It is pitch black outside my window. Candles are merrily glowing, white lights twinkle on red walls, and chinese lanterns cast soft light from the ceiling as I sit at my computer and write.

It’s a cozy scene, though I should mention the fact that it is 8:30 am and the sun still isn’t anywhere close to making an appearance. Welcome to the decreasing light situation that is Anchorage in late October; all those candles and sparkling lights and lanterns described are not luxuries, they are necessities- my tool kit for survival during winter’s dark apocalypse.

I am definitely a girl who needs the light.

Speaking of light, I am being intentional about finding some this weekend both in sky and in spirit after spending the week editing my grief book like a mad woman. Over twenty hours of pouring over page after page of a thick, printed document with a fine tooth comb.

It is round one in what will be a three part editing process, but this round is the biggest, requiring the most revamping, rewriting and reshaping, so it is ready to send out to a few people who have agreed to read it in advance and write blurbs of support for the book cover.

It’s only going to a handful of others, but even, so, I still have a sense of anticipation and realization this project is about to get bigger than just me. A small circle will now also read these words; is it ready? Am I?

Yesterday I had the thought that if something were to happen to the manuscript (which it won’t since I’ve paranoid-idly saved it in 3 different locations), I couldn’t write this work again. It’s brave work, raw work, authentic work, and I absolutely believe that it has something to say, which may help others with their own grief- but I don’t think I could, or would, do it again. It has been a heart stretching undertaking to hold so much space for all the pages and stories it contains.

The waters are too deep, too emotional, too filled with everything black and light and gray that represents my seasons of loss and all the growth and heart change that has come since.

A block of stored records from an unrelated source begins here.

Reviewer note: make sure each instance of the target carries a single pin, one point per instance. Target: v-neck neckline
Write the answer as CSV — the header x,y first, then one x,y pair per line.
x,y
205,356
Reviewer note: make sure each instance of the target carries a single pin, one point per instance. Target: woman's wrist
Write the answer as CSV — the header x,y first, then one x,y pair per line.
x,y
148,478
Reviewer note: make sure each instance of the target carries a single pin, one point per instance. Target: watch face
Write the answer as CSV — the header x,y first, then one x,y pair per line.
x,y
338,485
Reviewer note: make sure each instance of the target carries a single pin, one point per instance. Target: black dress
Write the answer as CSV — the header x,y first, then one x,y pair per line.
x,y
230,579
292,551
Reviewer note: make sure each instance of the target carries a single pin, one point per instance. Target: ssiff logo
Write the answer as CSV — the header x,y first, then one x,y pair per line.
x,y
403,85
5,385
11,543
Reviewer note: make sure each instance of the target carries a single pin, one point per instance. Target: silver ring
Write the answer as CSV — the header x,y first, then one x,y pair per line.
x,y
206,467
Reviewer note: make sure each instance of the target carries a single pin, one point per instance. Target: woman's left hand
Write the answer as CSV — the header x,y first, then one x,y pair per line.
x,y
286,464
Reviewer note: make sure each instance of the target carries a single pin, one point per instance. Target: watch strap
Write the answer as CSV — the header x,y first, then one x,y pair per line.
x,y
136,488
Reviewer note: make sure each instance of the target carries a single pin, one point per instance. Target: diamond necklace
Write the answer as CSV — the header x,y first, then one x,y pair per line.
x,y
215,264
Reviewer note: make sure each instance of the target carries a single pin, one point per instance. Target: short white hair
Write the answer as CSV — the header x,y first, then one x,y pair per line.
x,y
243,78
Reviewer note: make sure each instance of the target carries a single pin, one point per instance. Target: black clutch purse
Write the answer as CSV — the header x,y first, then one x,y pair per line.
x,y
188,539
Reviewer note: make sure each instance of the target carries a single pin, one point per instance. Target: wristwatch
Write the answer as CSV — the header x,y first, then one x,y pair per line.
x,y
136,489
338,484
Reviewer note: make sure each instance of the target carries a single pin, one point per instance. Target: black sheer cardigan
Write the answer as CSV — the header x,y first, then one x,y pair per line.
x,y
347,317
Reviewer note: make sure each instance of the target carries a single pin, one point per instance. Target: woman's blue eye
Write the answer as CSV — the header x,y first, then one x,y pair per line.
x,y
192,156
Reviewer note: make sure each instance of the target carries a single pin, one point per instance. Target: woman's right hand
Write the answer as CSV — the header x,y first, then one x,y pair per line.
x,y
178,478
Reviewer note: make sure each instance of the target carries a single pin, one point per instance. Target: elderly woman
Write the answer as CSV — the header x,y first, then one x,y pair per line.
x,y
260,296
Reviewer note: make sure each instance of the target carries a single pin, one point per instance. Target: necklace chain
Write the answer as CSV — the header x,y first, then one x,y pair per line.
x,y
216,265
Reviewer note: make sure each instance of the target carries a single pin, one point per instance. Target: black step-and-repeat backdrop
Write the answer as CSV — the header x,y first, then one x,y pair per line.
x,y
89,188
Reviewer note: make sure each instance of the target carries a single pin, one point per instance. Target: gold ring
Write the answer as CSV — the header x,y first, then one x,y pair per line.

So much of it is still so close to my heart and still so close to where I now find myself on my time line. It’s not a reflection or remembrance that’s taken on the kind of soft, nostalgic tints we find in old photographs; it is a story that has been told as I go, a graphic novel of love that bleeds all over the pages even as it heals.

Love is the essence of this story and it is the question and the answer. And I can see throughout the chapters just how much emotional territory I’ve covered in the last 9 months. It may just look like a book on grief to some, but to me, this is the map for how I sailed the ocean, arrived in the new world, and safely crossed its terrifying, harsh elements.

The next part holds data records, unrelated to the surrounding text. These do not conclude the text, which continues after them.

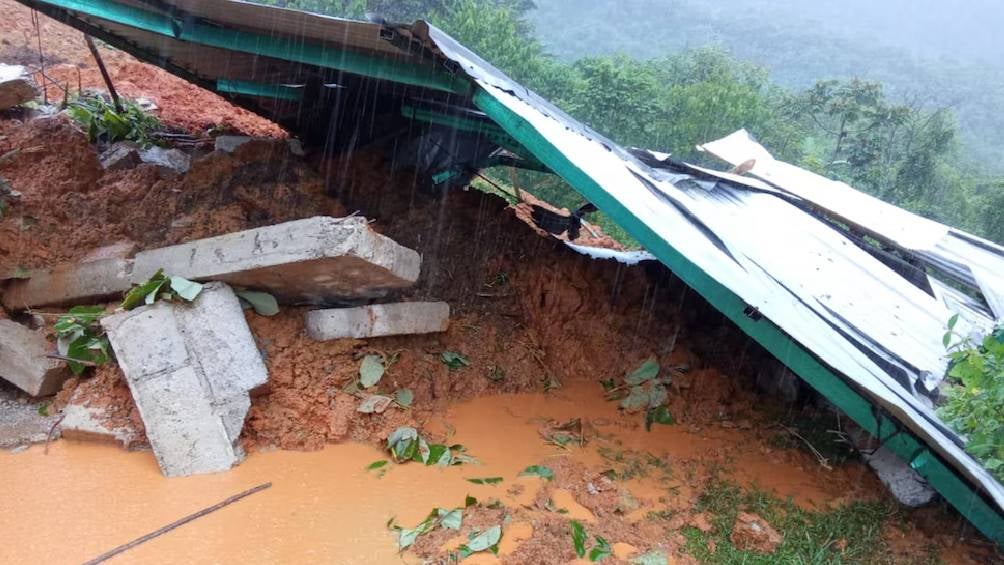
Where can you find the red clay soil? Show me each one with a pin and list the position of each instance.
(182, 105)
(527, 311)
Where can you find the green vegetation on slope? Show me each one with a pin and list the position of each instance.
(854, 130)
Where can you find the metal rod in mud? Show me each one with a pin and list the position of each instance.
(104, 71)
(142, 540)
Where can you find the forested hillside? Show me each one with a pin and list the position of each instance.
(894, 115)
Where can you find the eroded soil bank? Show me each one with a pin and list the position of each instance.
(540, 324)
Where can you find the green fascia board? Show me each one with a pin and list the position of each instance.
(902, 442)
(489, 129)
(246, 87)
(424, 75)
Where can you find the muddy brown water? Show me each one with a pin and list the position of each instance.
(83, 499)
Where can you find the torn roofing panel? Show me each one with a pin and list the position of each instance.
(962, 257)
(883, 347)
(863, 335)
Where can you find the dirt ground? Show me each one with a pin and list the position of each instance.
(531, 315)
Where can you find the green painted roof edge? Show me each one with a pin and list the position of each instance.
(903, 443)
(427, 76)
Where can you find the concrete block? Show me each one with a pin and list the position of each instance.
(23, 361)
(20, 422)
(86, 424)
(16, 86)
(190, 368)
(175, 161)
(318, 260)
(104, 274)
(902, 481)
(379, 320)
(120, 157)
(228, 144)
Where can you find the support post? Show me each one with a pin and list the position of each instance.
(104, 71)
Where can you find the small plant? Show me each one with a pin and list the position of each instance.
(487, 540)
(454, 360)
(485, 481)
(405, 444)
(544, 473)
(162, 287)
(263, 303)
(449, 519)
(644, 388)
(601, 550)
(975, 407)
(80, 339)
(103, 122)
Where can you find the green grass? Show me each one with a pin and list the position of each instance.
(809, 537)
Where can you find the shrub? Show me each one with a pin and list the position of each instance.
(975, 406)
(104, 123)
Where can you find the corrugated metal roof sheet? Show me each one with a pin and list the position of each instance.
(838, 316)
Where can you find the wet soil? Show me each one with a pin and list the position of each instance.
(540, 324)
(324, 505)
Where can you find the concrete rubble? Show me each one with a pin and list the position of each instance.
(102, 274)
(378, 320)
(228, 144)
(120, 157)
(83, 422)
(23, 360)
(174, 161)
(22, 419)
(317, 260)
(190, 369)
(16, 86)
(902, 481)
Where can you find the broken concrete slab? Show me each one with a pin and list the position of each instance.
(902, 481)
(16, 86)
(21, 419)
(175, 161)
(378, 320)
(318, 260)
(104, 273)
(227, 144)
(86, 424)
(23, 360)
(190, 368)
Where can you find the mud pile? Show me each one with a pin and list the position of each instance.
(537, 321)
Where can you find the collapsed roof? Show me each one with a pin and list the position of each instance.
(783, 254)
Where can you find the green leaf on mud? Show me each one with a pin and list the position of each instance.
(658, 414)
(374, 403)
(538, 471)
(654, 557)
(577, 537)
(657, 394)
(454, 360)
(486, 481)
(403, 443)
(647, 371)
(370, 370)
(264, 304)
(141, 293)
(487, 540)
(405, 396)
(600, 551)
(636, 399)
(451, 520)
(378, 465)
(185, 289)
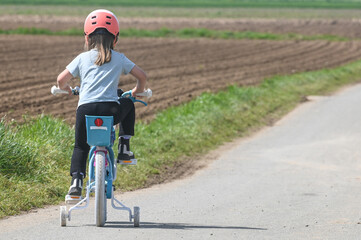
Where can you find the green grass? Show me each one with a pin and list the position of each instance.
(182, 33)
(350, 4)
(33, 163)
(35, 156)
(123, 12)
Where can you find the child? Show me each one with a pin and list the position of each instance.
(99, 69)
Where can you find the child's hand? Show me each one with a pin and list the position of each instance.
(135, 91)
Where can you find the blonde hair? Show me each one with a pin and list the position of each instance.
(104, 43)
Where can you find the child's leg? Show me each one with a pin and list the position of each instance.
(81, 147)
(80, 154)
(126, 129)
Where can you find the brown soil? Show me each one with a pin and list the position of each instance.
(178, 70)
(343, 27)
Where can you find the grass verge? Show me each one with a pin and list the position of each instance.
(34, 157)
(181, 33)
(176, 12)
(351, 4)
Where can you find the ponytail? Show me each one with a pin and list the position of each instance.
(103, 41)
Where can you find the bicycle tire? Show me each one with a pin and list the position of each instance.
(100, 197)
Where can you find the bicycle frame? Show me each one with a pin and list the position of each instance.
(101, 136)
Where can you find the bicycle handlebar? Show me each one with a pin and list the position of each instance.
(56, 91)
(128, 94)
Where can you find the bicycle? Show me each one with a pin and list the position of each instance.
(102, 166)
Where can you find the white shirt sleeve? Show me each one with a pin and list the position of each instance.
(73, 67)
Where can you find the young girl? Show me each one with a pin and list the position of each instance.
(99, 69)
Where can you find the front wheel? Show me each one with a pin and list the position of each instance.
(100, 197)
(136, 216)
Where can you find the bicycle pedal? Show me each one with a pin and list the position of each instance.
(128, 162)
(73, 199)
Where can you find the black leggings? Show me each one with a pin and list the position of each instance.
(123, 113)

It’s my book of soul, and this week reading the becoming in the pages has been undoing.

I wondered, as I was busy editing and swimming in my oceans of words, about the wisdom of writing a book on loss while one is still processing their own. It hasn’t even been a full year since Brent, am I ready to have the most tender parts of my heart shared? Willing to be so vulnerable that I allow other people into my world?

Generous enough to be this open in the hopes it may help others find healing in their process? Healed up enough to share what is most wounded and beautiful and aching and true inside of myself?

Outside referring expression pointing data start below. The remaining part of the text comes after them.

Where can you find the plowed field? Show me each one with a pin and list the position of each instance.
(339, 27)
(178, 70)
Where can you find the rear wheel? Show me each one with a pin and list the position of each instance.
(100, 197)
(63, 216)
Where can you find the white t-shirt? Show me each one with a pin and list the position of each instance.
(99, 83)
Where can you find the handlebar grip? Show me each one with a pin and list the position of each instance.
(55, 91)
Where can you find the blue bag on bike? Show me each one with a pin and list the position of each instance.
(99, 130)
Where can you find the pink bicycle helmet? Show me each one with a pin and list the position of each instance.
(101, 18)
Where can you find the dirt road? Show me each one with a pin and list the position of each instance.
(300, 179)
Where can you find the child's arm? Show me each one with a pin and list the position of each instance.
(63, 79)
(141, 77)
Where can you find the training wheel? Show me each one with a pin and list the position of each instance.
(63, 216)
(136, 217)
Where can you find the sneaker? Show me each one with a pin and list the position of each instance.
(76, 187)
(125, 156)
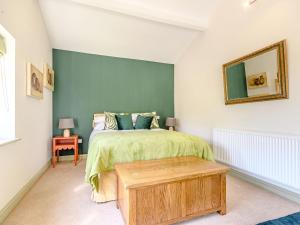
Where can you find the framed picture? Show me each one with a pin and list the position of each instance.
(257, 80)
(48, 77)
(34, 82)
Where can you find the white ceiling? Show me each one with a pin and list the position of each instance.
(154, 30)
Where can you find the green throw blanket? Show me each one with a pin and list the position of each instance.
(108, 148)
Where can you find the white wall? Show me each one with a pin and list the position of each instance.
(236, 31)
(267, 63)
(21, 160)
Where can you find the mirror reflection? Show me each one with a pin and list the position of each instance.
(257, 76)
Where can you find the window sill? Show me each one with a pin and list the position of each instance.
(8, 141)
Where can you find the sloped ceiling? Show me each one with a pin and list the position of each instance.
(154, 30)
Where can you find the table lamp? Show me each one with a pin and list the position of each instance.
(66, 124)
(171, 122)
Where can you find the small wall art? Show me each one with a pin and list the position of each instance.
(34, 82)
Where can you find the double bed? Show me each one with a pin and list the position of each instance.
(108, 147)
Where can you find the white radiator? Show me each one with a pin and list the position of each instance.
(274, 158)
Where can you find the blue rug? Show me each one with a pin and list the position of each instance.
(293, 219)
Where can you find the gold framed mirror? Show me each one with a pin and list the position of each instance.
(259, 76)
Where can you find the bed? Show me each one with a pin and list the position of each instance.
(108, 147)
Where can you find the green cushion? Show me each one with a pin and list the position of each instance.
(143, 122)
(124, 122)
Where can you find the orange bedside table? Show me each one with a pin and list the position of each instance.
(64, 143)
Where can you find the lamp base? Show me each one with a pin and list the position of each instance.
(66, 133)
(171, 129)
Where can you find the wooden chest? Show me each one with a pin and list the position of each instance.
(170, 190)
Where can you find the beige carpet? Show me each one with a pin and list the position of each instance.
(61, 197)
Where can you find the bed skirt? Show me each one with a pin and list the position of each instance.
(107, 188)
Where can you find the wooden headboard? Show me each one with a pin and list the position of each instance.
(102, 114)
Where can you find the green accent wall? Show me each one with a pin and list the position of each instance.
(87, 84)
(236, 81)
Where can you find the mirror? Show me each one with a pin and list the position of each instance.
(259, 76)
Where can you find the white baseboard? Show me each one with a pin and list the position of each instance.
(292, 196)
(19, 196)
(71, 157)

And then I realized none of those questions really matter, because at the end of the day all any of us can do is listen to ourselves and proceed with life as best we know how. Each of us has our own way of going about life, each of us our own requirements of soul that must be met. They can be rather insistent and pressing and challenge us to do brave things, whether or not we feel ready.

When I listen to my own requirements of soul, my heart has a way of cutting through all the mental chatter and making clear what is evident to her. And she very clearly states:

Write the book.

So I have.

Nine o’clock and the light is slowly beginning to change. It’s gone from black midnight to steely twilight to an increasing stone blue cover that promises daylight is on it’s way. It looks like it is going to be a gray day, but that’s okay, there are other ways of finding light this weekend. Costume parties and walks in the woods and adventures in the mountains and working on stacks of colorful art for the book that bring softness and warmth to the pages; I thought it would make the book even kinder, a touch of color and brushstrokes and shapes that reminds:

No matter how deep is the present darkness, there will always be a return to the grace of the light.